From controversial views on young black people to tips on how to get rich, billionaire Johann Rupert's interview with PowerFM on Tuesday night has sparked wide scale criticism on social media and in some business circles.
Rupert, the chairperson of Swiss luxury goods company Richemont, was speaking with Given Mkhari at the station's annual event - Chairman's Conversation on Tuesday night.
Here are his top 10 views on the SA economy and what he would do if he were president.
1. People need access to networks
"I think people are good enough to make it on their own if they are given an opportunity and a fair chance," Rupert said, in a discussion about networks.
Mkhari suggested that there are young, particularly black professionals who are "not looking for a favour" but they don't have access to the economy and "need a leg up".
Rupert responded by saying that if PowerFM got young professionals together, he would get business people together for each of the groups to meet at a networking event.
"I have no problem as long as people understand there are no overnight successes, no tenderpreneurs," he added. Rupert said all population groups would be welcome to attend.
2. Improve the education system
Rupert went on to raise concerns over the education system. "My biggest concern is, we are not training people properly for a new economy," he said. "The schooling system is falling behind."
3. Voters are not fools
"The last time I engaged with government was with President Mbeki," he said. He said he does not hate former president Jacob Zuma, but he hates what he allowed to happen to the country.
Rupert said a "fireside" chat should be set up, as US President Ronald Reagan did, for government to tell South Africans exactly what is going on.
"All politicians for the last 10 years treated voters like fools.
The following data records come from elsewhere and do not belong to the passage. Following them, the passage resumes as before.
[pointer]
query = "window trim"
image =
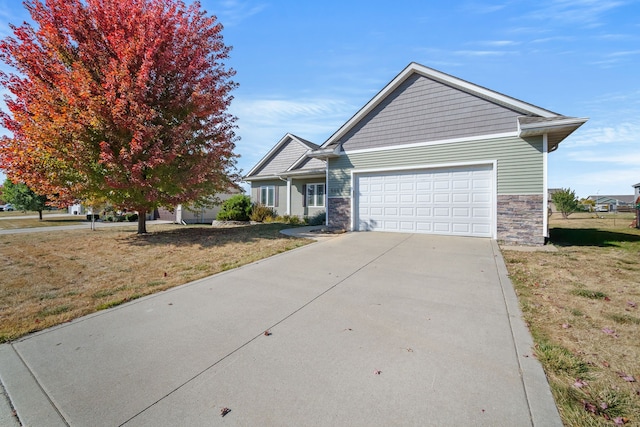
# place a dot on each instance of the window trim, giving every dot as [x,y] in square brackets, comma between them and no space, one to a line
[314,195]
[267,188]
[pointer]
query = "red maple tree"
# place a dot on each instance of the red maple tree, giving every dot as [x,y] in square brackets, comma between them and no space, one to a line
[121,99]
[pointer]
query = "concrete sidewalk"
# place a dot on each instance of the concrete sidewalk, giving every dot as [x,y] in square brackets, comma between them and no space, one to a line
[364,329]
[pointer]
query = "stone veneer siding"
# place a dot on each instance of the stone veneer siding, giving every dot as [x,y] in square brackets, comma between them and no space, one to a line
[340,213]
[520,219]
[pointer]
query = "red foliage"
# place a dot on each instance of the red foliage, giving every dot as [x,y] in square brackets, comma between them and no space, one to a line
[119,98]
Voters are not fools, they are highly intelligent."
In these engagements, government and other stakeholders need to agree on how to grow the economy, and create jobs, and how to fix the education system.
4. Corruption stole from the poor
"What really irritates me, the corruption did not steal from us in the room… Corruption stole from the very poor," Rupert said.
The businessman said that if he were to become president he would call off elections, as is the case in China and Russia, and then quipped that this is why he is not involved in politics.
5. Create investor confidence
Rupert said that as president, he would prioritise investor confidence. When Mkhari probed him on what this would take, Rupert said government needs to "stick to the rules". He spoke of experiences where he collaborated with government for projects and alleged that halfway, deals would be changed.
Rupert added that creating investor confidence means "not calling people comrades on TV". In his view, an American fund manager would not take kindly to parliamentarians being called "comrade".
6. We let Mbeki down
"We let President [Thabo] Mbeki down because he created a perfect scenario for business to invest. But you know what – I think we could not believe our luck, we should have invested more from the private sector during that period… Before foreigners invest, they look at us," Rupert said about SA's investment environment.
7. Businesses need to be able to trust government
"We need a little bit of love from the government, and not being told you are white monopoly capitalists," Rupert said.
Both parties – government and business – need to trust each side.
8. Small and medium enterprises can create jobs
Rupert explained that there is a "misconception" that big businesses can create jobs. He in turn believes big businesses have the responsibility to produce products and to deliver services so well to compete internationally. "If we do and succeed- we can employ people with proper salaries and not slave wages, we can pay taxes," he said.
"Government can't create jobs. If governments could create jobs, there would not be any unemployment anywhere," he said. It is small and medium enterprises which can create jobs but the red tape must be cut.
He called out "thugs" at the SA Revenue Service for withholding VAT returns last year. "Do you have any idea of what happened to small businesses in this country when R20bn [in VAT returns] got withheld? They should all go to jail for just that," he said.
He emphasised that small to medium sized businesses create jobs worldwide.
9. Not father Christmas for SA
"I'm not father Christmas that can look after the whole country," Rupert said in response to a question from an audience member about what he is doing to uplift black entrepreneurs.
"I've been luckier than I thought I would, I made more money than I thought I would and that I often think I deserve, and my mother taught me to share, and I really give away a lot more money than I spend on our family. Quite frankly, I don't need lessons in sharing, because I know what I do and luckily the people close to me know what I do," he said.
10. No peace till proper redistribution of land
"I don’t think we will ever have peace unless there is a proper redistribution. I wouldn’t say land - I would say property," he said about land redistribution.
"Let’s not fall into the trap of Zimbabwe and Venezuela. Everything looked good on paper but the game is played on grass."
*Update: This article was updated at 10:55 on Thursday 6 December to clarify that Rupert said all population groups would be welcome to attend networking sessions.